Campers can set up day tents in The Grove. The Grove is on the other side of the fence, thru the double gate, near the Main Stage (Look to the right of the pond) on Saturday Morning as early as 9 AM. Single Day Ticket holders are welcome to visit and set up in the Grove.
Pets, kegs, glass jars and bottles, fireworks, weapons, other illicit/illegal substances, are not permitted. Also, no golf carts, all-terrain vehicles, motorized scooters, skateboards, bicycles.

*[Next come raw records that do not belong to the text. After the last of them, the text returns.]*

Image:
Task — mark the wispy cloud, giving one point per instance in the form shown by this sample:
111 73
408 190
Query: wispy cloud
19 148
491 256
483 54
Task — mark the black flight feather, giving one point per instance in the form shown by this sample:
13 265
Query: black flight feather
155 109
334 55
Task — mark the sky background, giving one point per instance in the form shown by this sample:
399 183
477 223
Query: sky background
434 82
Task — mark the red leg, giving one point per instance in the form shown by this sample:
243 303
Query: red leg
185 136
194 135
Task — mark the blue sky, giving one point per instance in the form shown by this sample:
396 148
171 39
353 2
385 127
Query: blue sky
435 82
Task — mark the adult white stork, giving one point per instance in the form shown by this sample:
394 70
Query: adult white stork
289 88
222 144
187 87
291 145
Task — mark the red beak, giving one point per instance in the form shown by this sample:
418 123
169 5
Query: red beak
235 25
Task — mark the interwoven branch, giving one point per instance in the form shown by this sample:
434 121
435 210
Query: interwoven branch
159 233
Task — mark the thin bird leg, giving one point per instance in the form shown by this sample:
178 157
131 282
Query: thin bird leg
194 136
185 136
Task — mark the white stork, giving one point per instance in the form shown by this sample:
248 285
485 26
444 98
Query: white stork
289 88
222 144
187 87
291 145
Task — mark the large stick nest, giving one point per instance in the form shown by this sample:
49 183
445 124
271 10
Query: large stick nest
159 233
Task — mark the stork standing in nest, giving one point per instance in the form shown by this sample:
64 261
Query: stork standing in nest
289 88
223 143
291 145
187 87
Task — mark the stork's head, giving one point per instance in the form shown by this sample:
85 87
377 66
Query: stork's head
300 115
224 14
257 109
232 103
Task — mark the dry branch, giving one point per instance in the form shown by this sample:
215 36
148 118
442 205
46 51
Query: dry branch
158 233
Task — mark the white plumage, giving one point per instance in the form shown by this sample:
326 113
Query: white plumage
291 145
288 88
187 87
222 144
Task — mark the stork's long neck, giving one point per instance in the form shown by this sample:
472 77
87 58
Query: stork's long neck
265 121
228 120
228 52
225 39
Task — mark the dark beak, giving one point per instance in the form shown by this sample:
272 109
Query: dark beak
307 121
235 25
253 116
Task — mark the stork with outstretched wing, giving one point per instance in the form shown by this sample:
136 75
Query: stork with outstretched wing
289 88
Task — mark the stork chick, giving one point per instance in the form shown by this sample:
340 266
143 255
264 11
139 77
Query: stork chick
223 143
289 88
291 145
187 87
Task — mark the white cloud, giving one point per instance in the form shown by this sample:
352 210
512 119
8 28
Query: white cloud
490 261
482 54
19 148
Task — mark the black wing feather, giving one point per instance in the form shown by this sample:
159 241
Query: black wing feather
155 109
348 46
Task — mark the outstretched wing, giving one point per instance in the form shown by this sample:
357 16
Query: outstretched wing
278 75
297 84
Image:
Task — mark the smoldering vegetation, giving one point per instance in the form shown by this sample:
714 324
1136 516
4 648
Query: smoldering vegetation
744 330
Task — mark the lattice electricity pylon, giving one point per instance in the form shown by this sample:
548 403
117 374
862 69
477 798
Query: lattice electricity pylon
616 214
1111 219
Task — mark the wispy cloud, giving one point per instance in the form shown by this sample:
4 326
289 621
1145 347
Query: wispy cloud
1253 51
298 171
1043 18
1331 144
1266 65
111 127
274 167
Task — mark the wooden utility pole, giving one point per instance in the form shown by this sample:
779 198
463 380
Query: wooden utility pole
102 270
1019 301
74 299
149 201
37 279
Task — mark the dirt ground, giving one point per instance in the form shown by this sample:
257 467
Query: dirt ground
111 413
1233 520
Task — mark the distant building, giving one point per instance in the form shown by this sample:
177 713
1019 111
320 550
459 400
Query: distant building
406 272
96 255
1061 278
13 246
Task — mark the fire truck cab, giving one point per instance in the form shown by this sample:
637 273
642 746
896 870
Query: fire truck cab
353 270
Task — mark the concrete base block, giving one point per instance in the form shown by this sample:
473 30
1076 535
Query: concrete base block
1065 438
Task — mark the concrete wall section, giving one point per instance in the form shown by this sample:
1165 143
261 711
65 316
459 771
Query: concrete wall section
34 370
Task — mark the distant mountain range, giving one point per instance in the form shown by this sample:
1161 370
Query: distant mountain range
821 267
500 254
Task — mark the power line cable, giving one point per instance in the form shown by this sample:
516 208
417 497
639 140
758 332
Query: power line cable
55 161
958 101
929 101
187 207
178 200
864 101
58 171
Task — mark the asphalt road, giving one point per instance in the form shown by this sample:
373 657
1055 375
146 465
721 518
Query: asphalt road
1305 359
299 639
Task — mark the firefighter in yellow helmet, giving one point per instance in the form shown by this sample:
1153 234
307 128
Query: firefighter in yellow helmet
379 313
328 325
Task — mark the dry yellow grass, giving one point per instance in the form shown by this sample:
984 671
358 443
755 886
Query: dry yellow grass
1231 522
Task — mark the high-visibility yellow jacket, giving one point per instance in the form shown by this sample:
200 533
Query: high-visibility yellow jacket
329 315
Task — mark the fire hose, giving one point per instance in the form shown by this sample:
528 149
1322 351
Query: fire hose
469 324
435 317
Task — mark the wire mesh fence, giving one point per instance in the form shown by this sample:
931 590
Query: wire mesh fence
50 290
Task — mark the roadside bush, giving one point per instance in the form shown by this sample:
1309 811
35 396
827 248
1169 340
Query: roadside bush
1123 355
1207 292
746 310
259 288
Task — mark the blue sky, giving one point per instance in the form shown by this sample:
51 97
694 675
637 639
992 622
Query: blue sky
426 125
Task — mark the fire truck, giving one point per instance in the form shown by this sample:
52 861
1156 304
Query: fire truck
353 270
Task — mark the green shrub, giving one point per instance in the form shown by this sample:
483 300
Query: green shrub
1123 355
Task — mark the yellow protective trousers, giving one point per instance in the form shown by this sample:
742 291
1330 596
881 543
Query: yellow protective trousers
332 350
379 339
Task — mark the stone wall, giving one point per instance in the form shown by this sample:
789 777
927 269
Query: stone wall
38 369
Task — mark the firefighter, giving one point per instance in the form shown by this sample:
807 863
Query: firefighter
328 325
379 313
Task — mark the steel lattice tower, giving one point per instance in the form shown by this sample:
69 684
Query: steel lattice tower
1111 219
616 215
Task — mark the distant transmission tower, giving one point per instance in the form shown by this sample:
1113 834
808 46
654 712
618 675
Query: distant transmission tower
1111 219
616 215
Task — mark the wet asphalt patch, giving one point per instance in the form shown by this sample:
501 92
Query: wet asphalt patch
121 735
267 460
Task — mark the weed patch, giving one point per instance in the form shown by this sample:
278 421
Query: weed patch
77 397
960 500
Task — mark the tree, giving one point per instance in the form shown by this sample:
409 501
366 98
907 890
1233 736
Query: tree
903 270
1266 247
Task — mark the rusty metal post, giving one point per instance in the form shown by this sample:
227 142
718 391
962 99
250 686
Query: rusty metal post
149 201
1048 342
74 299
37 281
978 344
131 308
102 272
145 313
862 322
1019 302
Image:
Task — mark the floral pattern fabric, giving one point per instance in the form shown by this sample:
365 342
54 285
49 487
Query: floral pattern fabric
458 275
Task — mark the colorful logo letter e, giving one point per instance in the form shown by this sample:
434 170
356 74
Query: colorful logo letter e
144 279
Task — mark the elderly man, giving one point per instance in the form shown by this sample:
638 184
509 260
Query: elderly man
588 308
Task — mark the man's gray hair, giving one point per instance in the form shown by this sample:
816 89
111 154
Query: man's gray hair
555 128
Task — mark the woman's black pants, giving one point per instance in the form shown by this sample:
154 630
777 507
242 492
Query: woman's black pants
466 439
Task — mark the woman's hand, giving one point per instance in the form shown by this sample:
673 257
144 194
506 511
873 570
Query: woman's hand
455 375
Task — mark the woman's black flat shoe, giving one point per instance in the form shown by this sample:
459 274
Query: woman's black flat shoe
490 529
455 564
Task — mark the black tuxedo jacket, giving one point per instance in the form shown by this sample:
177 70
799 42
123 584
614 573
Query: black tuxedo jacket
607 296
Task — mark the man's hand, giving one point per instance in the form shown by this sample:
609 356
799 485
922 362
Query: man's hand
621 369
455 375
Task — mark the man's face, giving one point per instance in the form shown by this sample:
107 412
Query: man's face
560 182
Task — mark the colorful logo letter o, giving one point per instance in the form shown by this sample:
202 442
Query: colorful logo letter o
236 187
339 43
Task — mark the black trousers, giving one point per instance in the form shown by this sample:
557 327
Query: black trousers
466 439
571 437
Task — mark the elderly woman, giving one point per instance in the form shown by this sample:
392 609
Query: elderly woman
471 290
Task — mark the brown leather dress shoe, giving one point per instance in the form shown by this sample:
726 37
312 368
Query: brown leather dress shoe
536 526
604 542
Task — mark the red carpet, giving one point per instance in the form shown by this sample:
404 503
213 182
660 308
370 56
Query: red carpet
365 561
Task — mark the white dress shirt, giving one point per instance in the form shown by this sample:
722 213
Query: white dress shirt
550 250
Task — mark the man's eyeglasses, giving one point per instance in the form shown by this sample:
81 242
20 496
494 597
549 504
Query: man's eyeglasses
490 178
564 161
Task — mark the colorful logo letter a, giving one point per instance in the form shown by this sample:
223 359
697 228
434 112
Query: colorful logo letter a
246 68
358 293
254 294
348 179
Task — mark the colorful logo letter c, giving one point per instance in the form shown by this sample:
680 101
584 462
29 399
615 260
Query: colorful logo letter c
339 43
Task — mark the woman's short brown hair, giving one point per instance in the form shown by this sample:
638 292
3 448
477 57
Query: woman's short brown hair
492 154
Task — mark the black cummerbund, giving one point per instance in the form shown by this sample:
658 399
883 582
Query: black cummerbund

And NO PETS.
Hotels, shuttles, festival maps, private parties, sponsorships, recipes, crafts, menus, stage schedules, artist bios and all other information can be found at www.crawfishfest.com.
Clearly, there is nothing on the East Coast of this magnitude that compares to MICHAEL ARNONE’S 30TH ANNUAL CRAWFISH FEST. Not bad for a homesick Louisiana electrician displaced to New Jersey who started by wanting to recreate the backyard parties he grew up hosting.

“Festivals are a tough business,” says Arnone. “You’re dealing with weather and everything else. Thirty years is quite an accomplishment. Even though my name’s on it, this has definitely been a team effort. Without my wonderful staff, I just couldn’t do it.

“In 1994, when we hit our 5th year milestone, a friend asked me where I see the future of this festival. I said that one day I’d like to have Aaron Neville, and 10,000 people, and I would like it to be two days. Over the years, we accomplished all that… and so much more.”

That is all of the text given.